Where do political parties stand, and what chances does each of them have to win as many local administration seats?

Our analysis indicates that the National Liberal Party (PNL) fares best, as it is the only party without internal disputes and clashes between local branches. The Democratic-Liberal Party (PD-L) is torn by many internal conflicts at a local level, which confirms what I predicted in “Cadran Politic” several months ago, and it is yet to figure out how to handle a predictable electoral failure in Bucharest (the absence of a strategy for the electoral defeat scenario is the only reason why the party hasn’t announced its candidate yet, although he has been known to everyone for three months now). The Social Democratic Party (PSD) must struggle with Marian Vanghelie’s desperate attempts to salvage his political career at the expense of the party.

Although PNL only stands at some 20 per cent in polls in Bucharest, it is the only party to have announced a serious candidate, with sound administrative experience as a vice-mayor and also with a leading position in his own party. All these put Orban in pole-position for the City Hall, and his prospective victory may radically change the political configuration ahead of the parliamentary election.

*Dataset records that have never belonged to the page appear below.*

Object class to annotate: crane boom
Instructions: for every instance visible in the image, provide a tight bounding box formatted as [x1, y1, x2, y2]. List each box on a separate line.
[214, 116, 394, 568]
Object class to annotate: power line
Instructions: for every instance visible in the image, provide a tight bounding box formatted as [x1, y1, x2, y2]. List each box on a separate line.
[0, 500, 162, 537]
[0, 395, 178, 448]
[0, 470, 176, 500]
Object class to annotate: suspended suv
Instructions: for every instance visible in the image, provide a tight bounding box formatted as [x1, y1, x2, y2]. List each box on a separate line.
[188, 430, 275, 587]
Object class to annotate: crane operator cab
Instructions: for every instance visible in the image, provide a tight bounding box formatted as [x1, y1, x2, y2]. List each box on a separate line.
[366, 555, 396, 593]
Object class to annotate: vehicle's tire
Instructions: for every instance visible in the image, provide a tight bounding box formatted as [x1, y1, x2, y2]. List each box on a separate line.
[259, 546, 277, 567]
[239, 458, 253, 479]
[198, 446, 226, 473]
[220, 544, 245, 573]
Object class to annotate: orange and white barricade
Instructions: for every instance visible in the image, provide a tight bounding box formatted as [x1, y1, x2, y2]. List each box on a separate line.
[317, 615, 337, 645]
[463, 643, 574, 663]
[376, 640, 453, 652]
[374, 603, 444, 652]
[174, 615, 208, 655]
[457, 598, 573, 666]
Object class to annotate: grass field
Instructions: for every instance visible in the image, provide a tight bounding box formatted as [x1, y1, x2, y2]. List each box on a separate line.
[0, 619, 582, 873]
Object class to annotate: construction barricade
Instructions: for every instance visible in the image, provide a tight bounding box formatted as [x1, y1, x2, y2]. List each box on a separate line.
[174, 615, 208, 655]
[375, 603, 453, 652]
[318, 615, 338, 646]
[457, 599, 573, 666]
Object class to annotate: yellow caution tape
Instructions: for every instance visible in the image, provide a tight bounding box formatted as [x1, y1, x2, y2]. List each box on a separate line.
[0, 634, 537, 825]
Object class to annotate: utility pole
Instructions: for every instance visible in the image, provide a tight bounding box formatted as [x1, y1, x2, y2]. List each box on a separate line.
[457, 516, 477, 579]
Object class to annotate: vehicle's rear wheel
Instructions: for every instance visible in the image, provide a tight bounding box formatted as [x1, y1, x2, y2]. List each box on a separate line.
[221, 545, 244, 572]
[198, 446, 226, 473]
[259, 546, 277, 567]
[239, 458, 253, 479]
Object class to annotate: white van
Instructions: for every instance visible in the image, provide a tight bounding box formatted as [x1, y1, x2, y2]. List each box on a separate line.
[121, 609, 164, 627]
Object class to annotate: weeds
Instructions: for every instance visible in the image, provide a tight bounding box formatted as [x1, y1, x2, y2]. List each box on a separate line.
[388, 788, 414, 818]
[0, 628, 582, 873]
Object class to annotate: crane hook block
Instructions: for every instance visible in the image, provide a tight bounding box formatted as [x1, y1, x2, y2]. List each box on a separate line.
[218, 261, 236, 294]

After having used up most of the serious themes, PD-L brings a number of outmoded ideas to this campaign. They rely on the vilification of the PSD-PNL relationship, but Theodor Stolojan is hardly in a position to criticise Ion Iliescu: years ago, Stolojan was a member of the committee lobbying for Iliescu’s presidential bid, with Valeriu Stoica backing an alliance with PSD in 2000. Promoting Elena Băsescu, in an embarrassing move, was an epic self-goal for PD-L, and the current leadership line-up makes the “Let’s-clean-things-up” slogan sound rather mocking.
The fact that they are not in power and don’t have very powerful local leaders makes them the main losers in the election of county council chairpersons in the uninominal system. PSD has its local barons, PNL boasts prefects or ministers who have gained local visibility and sway. In theory, their primacy in opinion polls means they are the most likely to win elections held in one round. But only if the respective election was a party-list one. The best example is Bucharest itself: although in opinion polls they stand at close to 40%, they only have sound chances to win in District 3, where Negoiță did a good job. As for the rest, the City Hall included, they run the risk of failing to make it into the runoff. The uninominal election of county council chairmen means that the candidate will be important as well, not only the party.
For PD-L the main issue is how to disguise the failure in Bucharest. Since they haven’t come up with a solution, the delay of the official nomination tends to indicate fear, uncertainty, things that herald nothing good for a party regarded as the most powerful.
Last, this is a major handicap for PD-L, which enters the race as the unquestionable favourite, and this induces major expectations among voters. Any score below 35% will be perceived as a disaster and would deepen the nascent chaos affecting the Democratic Party and Traian Băsescu.
PD-L also faces serious internal issues, with local branches torn by severe internal disputes; the most recent scandal was reported in Buzău, but there are similar problems in Constanța or Timișoara.
A closer look at recent statements by the main party leaders reveals that they massively insist on the idea that PD-L will take power after the parlia­men­tary election, as Traian Băsescu pledges to nominate a PD prime-minister. Their calculations are OK if PD-L wins by 40%; but it only stands at 35% in friendly polls and around 31% in the competitors’ polls. The com­bi­ned score of PNL and PSD, on the rise, is already several percentage points over the Democrats’, and with UDMR as well it reaches 50% without redis­tribution.
Naturally, the idea that Stolojan may govern just fine on 40%, after Tăriceanu did so on only 20% seems logical and fair. But the question is, for how long can Stolojan govern with 40% approval rates? The answer is, “a few months, at best, until the presidential election.” With Traian Băsescu no lon­ger a president, the Stolojan Cabinet will be removed without hesitation, and replaced by one backed by a “parlia­men­tary majority”. But this will not hap­pen. Traian Băsescu will not appoint a PD premier unless he has parlia­men­tary majority (which he won’t).
He will not do it because, cheeky as Băsescu may be, he cannot afford to once again overlook the will of the elec­torate, especially after the disastrous results the first time he did so. Take a look at Adrian Năstase’s statements (in “Jurnalul național” or on his blog) and you will see that, as of recently, one idea has been recurrent: “Traian Băsescu rigged the 2004 election.” By the time of the presidential election, this idea will have gained substantial ground. What can Traian Băsescu answer to such accusations in the electoral campaign?
Traian Băsescu’s electoral cam­pai­gn will very likely rely on the idea that “the PNL-PSD coalition needs a watch­dog to keep it from stealing every­thi­ng.” With such an idea, he would stand some chances of re-election. Although I doubt it. People will tend to prefer a neutral president, like Emil Costan­ti­nescu, who also has the major advan­tage that he is only entitled to one more term in office, and as such is free from the “re-election” pressure. Five yea­rs of unremitting scandals have drai­ned the electorate.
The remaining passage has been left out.